Frances Kelley ’08, Social Justice Network liaison to the Dwight Hall Executive Committee and a co-coordinator of NHSW, said this week’s events demonstrate that members of the Yale community are also New Haven residents and thus have an obligation to “claim our residency … and be responsible.”

“Yale would not be here without the city, without the work that is done by people who live in New Haven,” she said.

Kelley said NHSW is a chance to educate students about community issues such as Department of Homeland Security raids on immigrants in the Fair Haven neighborhood this past summer, as well as the broader social-contract movement in New Haven.

“I think it gives us a chance to reflect more critically about Yale’s relationship with New Haven,” she said.

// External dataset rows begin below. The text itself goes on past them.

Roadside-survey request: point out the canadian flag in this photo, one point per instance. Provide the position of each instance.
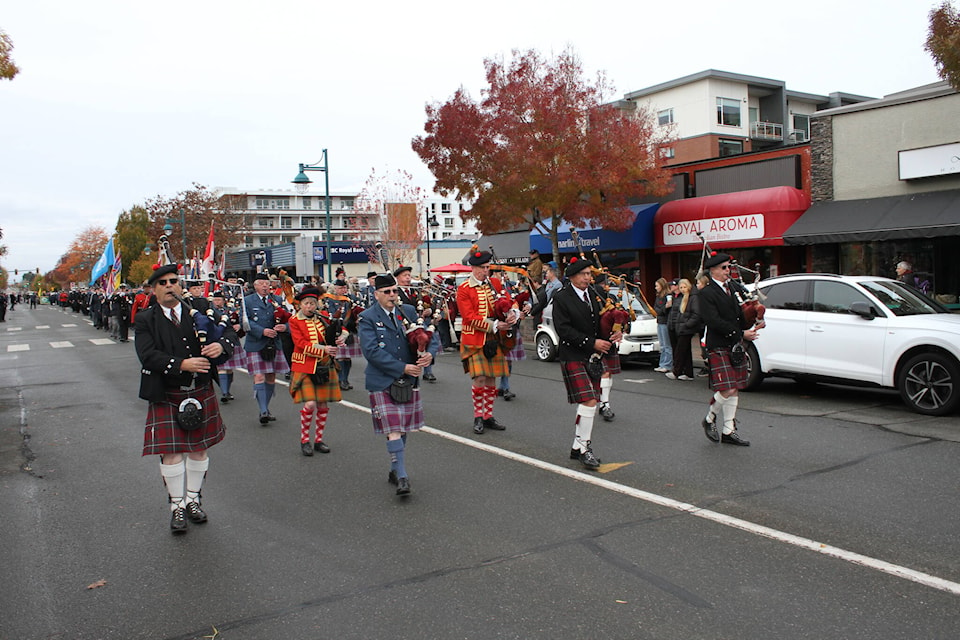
(208, 267)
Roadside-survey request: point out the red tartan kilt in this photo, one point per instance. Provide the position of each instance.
(303, 390)
(611, 361)
(162, 433)
(723, 375)
(580, 386)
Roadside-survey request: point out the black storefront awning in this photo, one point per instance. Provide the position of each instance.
(921, 215)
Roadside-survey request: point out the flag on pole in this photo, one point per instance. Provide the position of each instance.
(208, 267)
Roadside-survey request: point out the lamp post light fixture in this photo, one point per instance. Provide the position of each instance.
(431, 222)
(302, 183)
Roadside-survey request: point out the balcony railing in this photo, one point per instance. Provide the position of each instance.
(766, 131)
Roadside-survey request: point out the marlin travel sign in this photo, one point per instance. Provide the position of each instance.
(728, 228)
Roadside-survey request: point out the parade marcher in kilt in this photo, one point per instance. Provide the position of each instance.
(389, 357)
(576, 317)
(341, 305)
(175, 368)
(239, 357)
(480, 351)
(423, 304)
(611, 359)
(725, 329)
(314, 382)
(262, 338)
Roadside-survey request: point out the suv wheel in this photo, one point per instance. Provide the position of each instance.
(546, 350)
(929, 383)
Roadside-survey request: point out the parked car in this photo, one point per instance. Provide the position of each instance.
(639, 344)
(860, 330)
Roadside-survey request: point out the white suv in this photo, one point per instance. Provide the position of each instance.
(860, 330)
(639, 344)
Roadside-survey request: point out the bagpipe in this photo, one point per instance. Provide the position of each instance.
(751, 301)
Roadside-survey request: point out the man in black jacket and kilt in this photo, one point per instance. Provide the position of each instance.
(725, 329)
(576, 318)
(177, 373)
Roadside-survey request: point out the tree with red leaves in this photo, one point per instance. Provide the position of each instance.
(543, 147)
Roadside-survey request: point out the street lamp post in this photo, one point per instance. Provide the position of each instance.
(431, 222)
(302, 183)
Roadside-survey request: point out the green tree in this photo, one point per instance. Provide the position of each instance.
(943, 42)
(7, 68)
(543, 142)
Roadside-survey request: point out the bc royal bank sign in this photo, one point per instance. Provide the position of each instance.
(728, 228)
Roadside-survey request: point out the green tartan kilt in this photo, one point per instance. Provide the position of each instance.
(477, 364)
(303, 390)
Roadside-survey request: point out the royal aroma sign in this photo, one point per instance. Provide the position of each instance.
(728, 228)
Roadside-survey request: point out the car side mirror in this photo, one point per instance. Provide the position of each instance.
(863, 310)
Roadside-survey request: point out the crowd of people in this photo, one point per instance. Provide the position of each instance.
(311, 334)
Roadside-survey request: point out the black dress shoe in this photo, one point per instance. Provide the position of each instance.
(195, 513)
(589, 460)
(491, 423)
(734, 438)
(710, 428)
(607, 413)
(178, 520)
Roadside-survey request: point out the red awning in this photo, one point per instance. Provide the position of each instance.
(756, 218)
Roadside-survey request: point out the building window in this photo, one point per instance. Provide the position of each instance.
(730, 147)
(728, 112)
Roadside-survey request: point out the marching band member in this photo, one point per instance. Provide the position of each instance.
(314, 382)
(389, 359)
(480, 352)
(264, 354)
(176, 372)
(725, 330)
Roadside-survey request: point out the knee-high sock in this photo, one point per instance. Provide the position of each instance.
(173, 475)
(716, 404)
(479, 394)
(306, 417)
(260, 393)
(605, 385)
(490, 396)
(396, 450)
(585, 415)
(730, 413)
(196, 472)
(321, 421)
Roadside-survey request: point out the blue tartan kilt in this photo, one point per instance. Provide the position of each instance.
(723, 375)
(611, 361)
(580, 386)
(257, 366)
(164, 435)
(390, 417)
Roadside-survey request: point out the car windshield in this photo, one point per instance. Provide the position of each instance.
(901, 299)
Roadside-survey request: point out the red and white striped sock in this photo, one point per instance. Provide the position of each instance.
(306, 415)
(321, 422)
(479, 396)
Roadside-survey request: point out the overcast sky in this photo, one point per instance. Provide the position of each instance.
(119, 101)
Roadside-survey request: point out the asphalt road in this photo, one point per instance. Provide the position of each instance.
(840, 521)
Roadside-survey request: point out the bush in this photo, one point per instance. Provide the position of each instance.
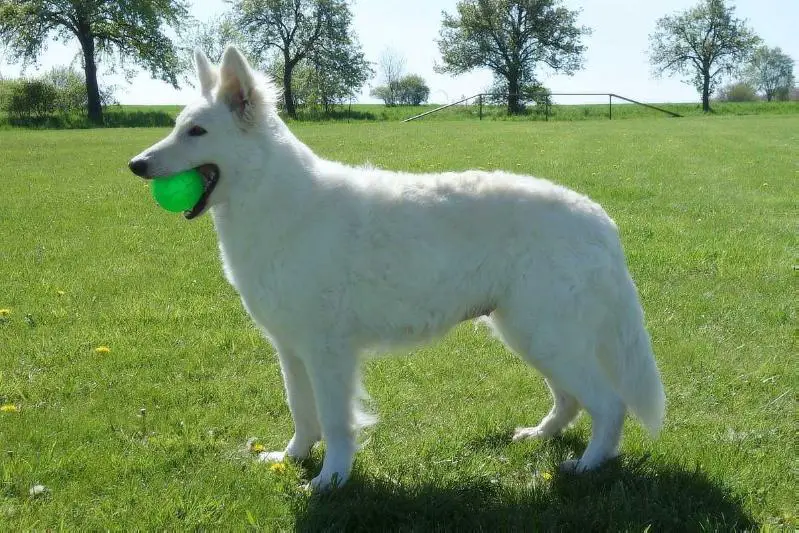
(71, 88)
(61, 91)
(408, 90)
(26, 99)
(738, 92)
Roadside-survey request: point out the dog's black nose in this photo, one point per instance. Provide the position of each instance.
(138, 167)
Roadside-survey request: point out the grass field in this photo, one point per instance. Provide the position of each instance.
(139, 116)
(151, 433)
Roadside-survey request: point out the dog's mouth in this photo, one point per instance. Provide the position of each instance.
(210, 174)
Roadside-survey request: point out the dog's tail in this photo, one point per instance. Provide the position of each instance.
(630, 363)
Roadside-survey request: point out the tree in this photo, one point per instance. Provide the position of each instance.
(315, 30)
(771, 71)
(738, 92)
(339, 68)
(412, 90)
(407, 90)
(211, 37)
(391, 65)
(112, 30)
(705, 43)
(511, 37)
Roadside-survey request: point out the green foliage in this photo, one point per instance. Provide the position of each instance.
(118, 32)
(738, 92)
(704, 207)
(29, 99)
(512, 38)
(312, 36)
(771, 71)
(410, 90)
(703, 43)
(211, 36)
(60, 91)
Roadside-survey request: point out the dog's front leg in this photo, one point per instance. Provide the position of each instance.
(300, 398)
(333, 375)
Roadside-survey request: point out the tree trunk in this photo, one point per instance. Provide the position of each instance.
(95, 107)
(513, 96)
(288, 97)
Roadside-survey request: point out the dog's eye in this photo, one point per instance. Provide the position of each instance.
(196, 131)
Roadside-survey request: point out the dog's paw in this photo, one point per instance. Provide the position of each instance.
(323, 483)
(272, 457)
(574, 466)
(529, 433)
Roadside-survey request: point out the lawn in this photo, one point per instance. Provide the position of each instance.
(151, 433)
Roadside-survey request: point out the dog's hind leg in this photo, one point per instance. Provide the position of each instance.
(564, 410)
(300, 398)
(564, 353)
(333, 376)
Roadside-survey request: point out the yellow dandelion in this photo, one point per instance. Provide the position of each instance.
(257, 448)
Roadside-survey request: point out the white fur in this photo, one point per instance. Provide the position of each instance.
(332, 261)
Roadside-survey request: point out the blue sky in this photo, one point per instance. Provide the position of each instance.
(616, 60)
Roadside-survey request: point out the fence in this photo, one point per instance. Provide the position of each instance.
(548, 103)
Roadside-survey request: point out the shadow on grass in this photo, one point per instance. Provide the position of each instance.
(112, 118)
(631, 493)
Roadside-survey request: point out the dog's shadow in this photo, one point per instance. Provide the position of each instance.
(627, 494)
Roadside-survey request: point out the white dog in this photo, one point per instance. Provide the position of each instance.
(333, 261)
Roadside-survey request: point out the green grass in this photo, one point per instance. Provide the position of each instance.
(146, 116)
(707, 211)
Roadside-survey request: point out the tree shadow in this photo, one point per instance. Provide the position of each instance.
(628, 494)
(112, 118)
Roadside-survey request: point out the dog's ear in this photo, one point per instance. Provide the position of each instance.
(206, 72)
(238, 85)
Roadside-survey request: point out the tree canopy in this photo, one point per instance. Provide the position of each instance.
(771, 71)
(112, 30)
(704, 43)
(314, 32)
(512, 38)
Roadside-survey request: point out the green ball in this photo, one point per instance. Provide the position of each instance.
(180, 191)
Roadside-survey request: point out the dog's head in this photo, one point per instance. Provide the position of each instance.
(213, 134)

Speaking in front of a Dwight Hall audience comprising students, community members and faculty, DeStefano said Monday that the municipal ID program captures the spirit of inclusiveness that has made America great.

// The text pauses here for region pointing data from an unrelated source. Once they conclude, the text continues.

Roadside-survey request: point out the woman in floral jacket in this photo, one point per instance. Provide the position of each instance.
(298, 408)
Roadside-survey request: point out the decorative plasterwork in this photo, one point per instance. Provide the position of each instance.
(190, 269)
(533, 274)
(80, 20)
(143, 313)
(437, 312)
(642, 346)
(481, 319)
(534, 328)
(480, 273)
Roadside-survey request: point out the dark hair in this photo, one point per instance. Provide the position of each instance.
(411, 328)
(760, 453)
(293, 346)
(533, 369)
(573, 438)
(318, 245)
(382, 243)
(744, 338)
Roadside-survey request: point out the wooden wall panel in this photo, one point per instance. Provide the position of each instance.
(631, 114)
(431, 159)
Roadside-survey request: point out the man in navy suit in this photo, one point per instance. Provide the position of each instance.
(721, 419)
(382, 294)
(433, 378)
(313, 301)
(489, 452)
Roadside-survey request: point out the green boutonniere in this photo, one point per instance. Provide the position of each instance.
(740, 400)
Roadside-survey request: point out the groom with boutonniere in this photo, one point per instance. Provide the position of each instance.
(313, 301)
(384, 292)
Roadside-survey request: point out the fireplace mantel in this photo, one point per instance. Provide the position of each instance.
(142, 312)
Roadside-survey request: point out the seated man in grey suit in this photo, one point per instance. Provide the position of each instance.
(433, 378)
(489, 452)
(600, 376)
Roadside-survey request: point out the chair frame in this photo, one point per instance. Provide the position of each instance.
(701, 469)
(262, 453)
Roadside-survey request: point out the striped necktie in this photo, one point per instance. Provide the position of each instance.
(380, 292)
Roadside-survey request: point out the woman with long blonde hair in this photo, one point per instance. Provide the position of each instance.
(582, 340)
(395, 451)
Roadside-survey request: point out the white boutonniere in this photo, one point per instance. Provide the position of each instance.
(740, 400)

“In many respects just as it is about how we see ourselves as a community, it’s about how America sees itself,” DeStefano said. “Does it see itself as a small nation, or does it see itself as a great nation?”

DeStefano said the card is meant to create a sense of common purpose among New Haven’s various communities.

“It’s not the illegal immigrant card, it’s not a Latino card — it’s an Elm City resident card,” he said. “It’s about how we think about ourselves and how we think about ourselves as a community.”

American studies professor Alicia Schmidt Camacho, a board member of the immigrant-rights group JUNTA for Progressive Action, said while it has sparked international attention, the Elm City ID program also calls for a new social contract involving traditionally marginalized residents.

Camacho said opponents of the program have portrayed undocumented immigrants as disrespectful of the rule of law, but such a characterization shows a lack of understanding of what rule of law actually means.

“The first law is that no human being is illegal,” she said.

Other speakers at the event included Ben Gonzalez ’09, political action chair of Movimiento Estudiantil Chicano de Aztlan, Local 34 union President Laura Smith and Unidad Latina en Accion President John Lubo.

Ward 22 Alderman Gregory Morehead, Ward 1 Alderman Nick Shalek ’05 and Rachel Plattus ’09 — who is running in an uncontested election for the seat Shalek will vacate in January — were among the first in line to get their municipal IDs.

Dwight Hall Executive Committee co-Coordinator and NHSW co-Coordinator Lauren Jacobson ’08 said she felt a tremendous amount of energy and enthusiasm in support of the municipal ID program coming from large segments of the Yale community at the kick-off.

“I think the underlying theme was inclusiveness and community and that we are coming into this as Elm City residents,” Jacobson said. “This is about all of us being on the same footing and all having the same dignity and claim as part of the community.”

If NHSW succeeds in signing up 1,100 students to receive IDs, the city will have registered 5,000 IDs, Jacobson said.